Obviously, I have thoughts on education reform, and I work with a few colleagues trying to help all kids, everywhere, have access to equitable education that empowers them as individuals and develops skills to work in diverse teams.

Before I became involved in medical devices and education reform, I served in the first Gulf war and then a few years on two president’s quick reaction forces as part of the 82nd Airborne Division’s 504th Parachute Infantry Regiment, and in 1993 I was granted a diplomatic passport to serve as a peacekeeper in a multinational force stationed in the Middle East. By looking at current news, it’s obious we didn’t succeed. I was honorably discharged and used the college fund to attend college graduated with several latin words attached to my engineering degrees, and I was co-captain of LSU’s wrestling team and a performer at local casinos.

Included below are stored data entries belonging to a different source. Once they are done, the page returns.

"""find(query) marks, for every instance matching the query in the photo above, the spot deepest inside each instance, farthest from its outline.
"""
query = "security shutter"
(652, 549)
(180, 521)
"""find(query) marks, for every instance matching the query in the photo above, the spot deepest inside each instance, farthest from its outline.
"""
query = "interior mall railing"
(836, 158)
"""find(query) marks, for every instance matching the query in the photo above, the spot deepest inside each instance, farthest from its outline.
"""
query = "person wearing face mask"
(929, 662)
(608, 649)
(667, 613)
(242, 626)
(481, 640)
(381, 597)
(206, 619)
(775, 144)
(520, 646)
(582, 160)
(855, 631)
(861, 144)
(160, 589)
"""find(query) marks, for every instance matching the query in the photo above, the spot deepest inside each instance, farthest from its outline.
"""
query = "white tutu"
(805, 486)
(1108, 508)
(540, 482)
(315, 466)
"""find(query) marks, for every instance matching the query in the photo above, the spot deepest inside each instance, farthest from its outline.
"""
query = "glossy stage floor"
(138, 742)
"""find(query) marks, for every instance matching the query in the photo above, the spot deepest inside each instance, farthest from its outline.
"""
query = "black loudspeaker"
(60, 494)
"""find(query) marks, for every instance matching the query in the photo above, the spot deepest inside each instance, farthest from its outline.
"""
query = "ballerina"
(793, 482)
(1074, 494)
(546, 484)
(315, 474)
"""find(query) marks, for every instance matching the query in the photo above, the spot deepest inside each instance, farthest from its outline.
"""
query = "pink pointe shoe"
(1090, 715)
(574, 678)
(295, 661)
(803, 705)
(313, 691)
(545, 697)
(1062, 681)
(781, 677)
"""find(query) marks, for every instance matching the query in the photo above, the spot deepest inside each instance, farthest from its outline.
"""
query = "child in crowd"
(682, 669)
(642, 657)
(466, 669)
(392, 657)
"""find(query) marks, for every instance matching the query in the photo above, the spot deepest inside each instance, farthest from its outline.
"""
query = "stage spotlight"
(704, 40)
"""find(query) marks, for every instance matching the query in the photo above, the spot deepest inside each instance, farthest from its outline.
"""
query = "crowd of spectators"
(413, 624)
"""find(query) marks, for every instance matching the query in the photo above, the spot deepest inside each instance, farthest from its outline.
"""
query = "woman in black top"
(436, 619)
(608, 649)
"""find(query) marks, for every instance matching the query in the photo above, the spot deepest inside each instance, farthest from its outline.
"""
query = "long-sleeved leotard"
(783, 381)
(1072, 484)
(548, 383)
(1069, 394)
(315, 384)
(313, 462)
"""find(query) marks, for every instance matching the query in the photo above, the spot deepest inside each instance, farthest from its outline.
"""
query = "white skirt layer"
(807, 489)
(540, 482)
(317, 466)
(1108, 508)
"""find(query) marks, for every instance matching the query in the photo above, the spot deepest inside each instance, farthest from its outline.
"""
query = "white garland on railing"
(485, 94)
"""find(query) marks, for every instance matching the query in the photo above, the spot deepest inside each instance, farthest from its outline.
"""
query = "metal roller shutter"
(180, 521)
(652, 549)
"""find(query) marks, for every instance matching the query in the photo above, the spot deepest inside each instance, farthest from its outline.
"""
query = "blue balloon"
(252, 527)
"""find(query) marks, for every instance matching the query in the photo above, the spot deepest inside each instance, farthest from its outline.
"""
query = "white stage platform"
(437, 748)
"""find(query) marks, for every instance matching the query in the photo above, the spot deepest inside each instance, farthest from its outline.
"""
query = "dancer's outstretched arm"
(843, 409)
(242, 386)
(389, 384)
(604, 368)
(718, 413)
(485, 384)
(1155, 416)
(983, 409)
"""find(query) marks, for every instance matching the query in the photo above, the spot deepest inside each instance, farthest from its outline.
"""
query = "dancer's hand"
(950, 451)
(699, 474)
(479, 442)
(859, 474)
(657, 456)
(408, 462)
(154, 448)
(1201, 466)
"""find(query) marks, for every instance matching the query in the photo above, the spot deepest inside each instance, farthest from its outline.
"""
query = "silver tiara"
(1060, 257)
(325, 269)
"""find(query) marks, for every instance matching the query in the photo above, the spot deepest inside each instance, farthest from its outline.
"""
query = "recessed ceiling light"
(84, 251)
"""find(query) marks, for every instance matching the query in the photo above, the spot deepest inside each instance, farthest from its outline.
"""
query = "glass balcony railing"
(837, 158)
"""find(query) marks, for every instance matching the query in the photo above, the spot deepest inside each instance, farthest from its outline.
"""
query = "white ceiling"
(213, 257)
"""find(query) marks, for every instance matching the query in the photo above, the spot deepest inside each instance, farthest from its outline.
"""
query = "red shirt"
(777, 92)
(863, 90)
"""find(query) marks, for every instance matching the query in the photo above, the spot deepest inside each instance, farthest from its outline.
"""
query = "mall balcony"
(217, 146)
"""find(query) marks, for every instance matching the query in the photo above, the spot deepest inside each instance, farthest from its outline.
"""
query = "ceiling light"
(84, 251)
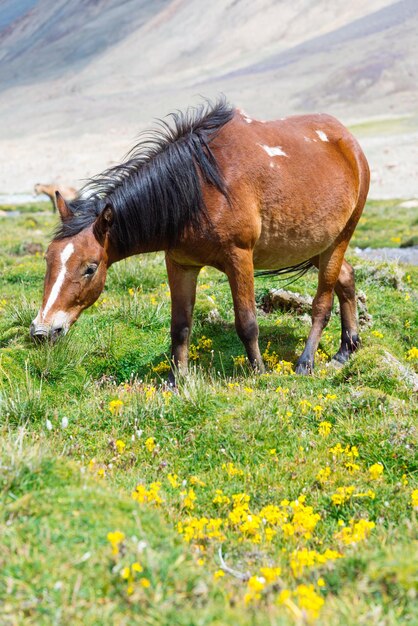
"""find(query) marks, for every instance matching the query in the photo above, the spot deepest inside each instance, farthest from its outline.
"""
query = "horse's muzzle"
(41, 333)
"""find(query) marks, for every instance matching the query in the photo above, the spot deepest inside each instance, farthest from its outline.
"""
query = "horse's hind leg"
(240, 272)
(182, 282)
(345, 290)
(329, 265)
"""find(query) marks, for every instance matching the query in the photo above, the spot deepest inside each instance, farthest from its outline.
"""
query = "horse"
(217, 187)
(69, 193)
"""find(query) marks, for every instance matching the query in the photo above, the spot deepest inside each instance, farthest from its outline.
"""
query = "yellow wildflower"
(256, 583)
(300, 559)
(137, 567)
(220, 498)
(120, 445)
(412, 354)
(318, 410)
(232, 470)
(239, 361)
(323, 475)
(194, 480)
(270, 574)
(189, 498)
(173, 479)
(376, 471)
(324, 428)
(115, 406)
(150, 392)
(342, 495)
(304, 406)
(161, 367)
(352, 467)
(357, 531)
(149, 496)
(150, 444)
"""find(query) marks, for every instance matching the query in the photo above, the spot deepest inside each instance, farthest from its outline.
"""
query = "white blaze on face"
(322, 135)
(273, 150)
(56, 288)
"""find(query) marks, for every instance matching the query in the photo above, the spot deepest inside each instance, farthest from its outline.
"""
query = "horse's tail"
(294, 272)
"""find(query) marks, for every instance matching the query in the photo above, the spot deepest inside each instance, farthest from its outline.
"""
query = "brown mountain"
(79, 79)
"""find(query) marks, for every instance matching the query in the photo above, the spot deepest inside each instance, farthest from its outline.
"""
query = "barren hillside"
(80, 79)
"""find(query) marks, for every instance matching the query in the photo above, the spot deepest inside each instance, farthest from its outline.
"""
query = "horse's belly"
(284, 242)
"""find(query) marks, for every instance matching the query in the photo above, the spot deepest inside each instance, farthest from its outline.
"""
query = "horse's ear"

Before that, I was co-captain of my high school wresting team and an absolute terror in classrooms, where I was tired of sitting and listening to teachers ramble on while I silently practiced card tricks and thought about more fun things I could be doing.

I probably haven’t changed much.

As volunteer service, I was a CASA, a Court Appointed Special Advocate, for kids in the foster system for 14 years and a volunteer with Big Brother/Sister for a few other years, probably because I could empathize with kids in the foster system. I was in the system as a young kid and was emancipated in 1989, at age 16, when I was allowed to join the army as a legal adult and go to war in 1990. I’m still unsure if I’m a mature adult, but I’ve been a legal one for a long time, and in that time I’ve learned that kids in the foster system are, statistically speaking, screwed.

Something like 80% of emancipated kids will eventually go to prison, which has a staggering recitivism rate and is unjust for many people, regardless of their childhood, and more than 30%  will serve jail time before they are 21 years old; the recitivism rate means most of them will return within a few years. Fewer than 14% have graduated college, and only 3% go on to graduate school. There are about 400,000 foster youths in America today, and the disadvantage is, statistically speaking, greater than any group according to race or socioeconomic status. In other words, almost half a million kids in America alone are at a disadvantage with no discernable physical or economic features, they just have been abandoned by a social system that seems to spend more on missles and today’s wars than on our future leaders and preventing tomorrow’s wars. America is a democracy, and that means every one of us is linked and our choices, actions, and lack of action affects ourselves and everyone else. A part of my bio that’s somewhat remarkable is that I’m in that 3% that went on to grad school. I haven’t been to prison yet, but I’m still young and there’s time to try learning new skills, especially in retirement.

Most people who know me for a while say the most remarkable thing that pops up about me is my family history. My grandfather was Edward Grady Partin Senior, the Teamster leader who sent Jimmy Hoffa to prison and is considered one of the people involved in President Kennedy’s assassination, and he’s portrayed in most Hoffa films and discussed in almost all Hoffa books. Part of the reason I was in the foster system was that Hoffa’s men and several mafia bosses were trying to kidnap, threaten, or intimidate us so that my grandfather would change his testimony. It’s a long story. That’s why I’m working on a memoir about my family history a little bit at a time, using this web site to learn-by-doing, because writing is challenging for me. I write, post, and then iterate based on real-world feedback, a process of continuous improvement that will continue until I finish or I’ve learned enough to quit without regrets and move on to a new project. That’s the basis of project-based education, incidentally, and can be applied to almost anything, from improving in sports to developing a solution to a medical problem to writing a book. In short: access what you know, brainstorm, prototype, test, learn, repeat, and hopefully improve in a continuous cycle.

Mostly, though, my recent bio is not much more than practicing magic and rock climbing and other fun things, especially after the Covid pandemic. It’s kinda nice to not do much any more.